In some cases, a phlebotomist may receive on-the-job training, for example, if they only work in a doctor’s office, where their primary responsibility is drawing blood and performing simple diagnostic tests. In addition, certification is sought after by potential employers, and therefore increases your employability.
Phlebotomy Technician Program
Those who seek certification must plan to attend phlebotomy technician college, which typically will last from four to eighteen months. These programs are available throughout the United States. In addition, it is possible to take online phlebotomy classes, but the practical side of the courses, that is, actually drawing blood, and doing laboratory work may be difficult to accomplish.
A partial list of several phlebotomy technician programs follows.
- Florida - Winter Park Tech
- North Carolina – Wake Technical Community College
- Utah – Dixie State College of Utah
- Massachusetts – Bunker Hill Community College
- Georgia – Central Georgia Technical College
- New York – Mandl School. the College of Allied Health
- Maryland – Kaplan College
- California – National Career Education
When you look for phlebotomy technician college programs, keep in mind that there is no substitute for hands on learning; in other words, you need to practice drawing blood in order to be good at it. Criteria for choosing a program should not only include accreditation by ASCP, but should also include an internship or externship or some other type of practicum. No college can guarantee that you will get a job upon graduation, but your skills should be sufficient, when combined with a phlebotomy certification and diploma, but employment will not be difficult to obtain.

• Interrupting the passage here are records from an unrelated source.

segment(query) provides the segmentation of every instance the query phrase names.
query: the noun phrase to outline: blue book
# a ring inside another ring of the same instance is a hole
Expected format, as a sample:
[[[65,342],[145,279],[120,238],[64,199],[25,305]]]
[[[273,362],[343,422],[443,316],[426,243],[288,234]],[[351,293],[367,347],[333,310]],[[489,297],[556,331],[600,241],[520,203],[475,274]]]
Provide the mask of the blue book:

As you progress through your phlebotomy technician college program, bear in mind that once you have achieved certification, the licensing body will require that you maintain a level of continuing education. In order to keep your skills and knowledge base sound. Also, keep this in mind: you will be valuable to your employer. If you’re successful in working with patients to alleviate their natural fear of the needle. This is probably the most stressful part of a visit to the hospital or the doctor. Congratulations on choosing this challenging allied healthcare field!